Thursday, 24 April 2008

March reliability, or is the glass half empty or half full?

March reliabilities were published last week, and unortunately this time the numbers are not good for PIC: 86% reliability. It is our worst result since last June and the first time we don't reach the target for Tier-1s since then. Anyhow, we can still try and get a positive view out of it: how much those events that seem "external" to us can affect our site reliability.
The March unreliabilty came mainly from three events: First, the unexpected power cut that affected the whole building in the afternoon of March 13 (don't know the last report about it, but they were talking about somebody pressing the red button without noticing it). Second, there was an outage in the OPN dark fibre between Geneva and Madrid on the 25th that lasted for almost three hours.
The last source of SAM unreliability was of a slightly different nature: the OPS VO disk pools filled up due to massive DTEAM test transfers. So, this last one was under our domain, but actually it did not affect the LHC experiments service, only the monitoring. Anyhow, we have to take and understand SAM for the good and for the bad.

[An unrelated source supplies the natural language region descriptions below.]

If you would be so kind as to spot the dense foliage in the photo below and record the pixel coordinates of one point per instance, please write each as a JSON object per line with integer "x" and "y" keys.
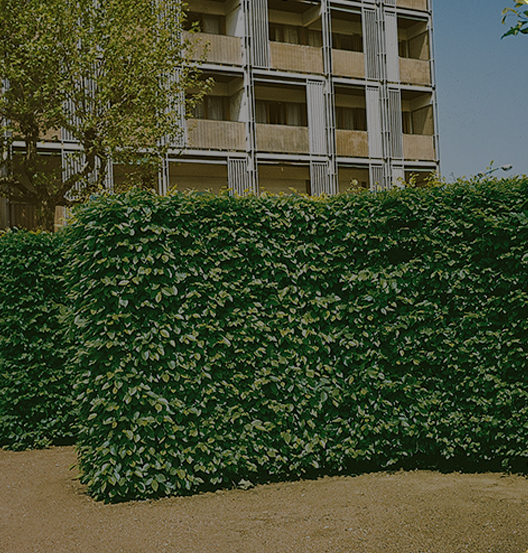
{"x": 35, "y": 385}
{"x": 224, "y": 339}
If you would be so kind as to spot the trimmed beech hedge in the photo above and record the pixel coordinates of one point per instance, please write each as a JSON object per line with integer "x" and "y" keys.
{"x": 36, "y": 404}
{"x": 224, "y": 339}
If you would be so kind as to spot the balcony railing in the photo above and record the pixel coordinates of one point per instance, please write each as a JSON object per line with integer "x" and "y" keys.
{"x": 293, "y": 57}
{"x": 420, "y": 5}
{"x": 348, "y": 64}
{"x": 216, "y": 135}
{"x": 418, "y": 147}
{"x": 225, "y": 50}
{"x": 415, "y": 71}
{"x": 282, "y": 138}
{"x": 352, "y": 143}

Last month we also had our yearly electrical shutdown during the Easter week. The impact of that scheduled downtime appears in the availability figure, which decreases 12 percentage points down to 74%.
So, it was a tough month in terms of management metrics to be reported (we will see these low points in graphs and tables many times in the following months, that's life). Anyhow, the scheduled intervention went well, and the LHC experiments were not that much affected, so I really believe that our customers are still satisfied. Let's keep them like this.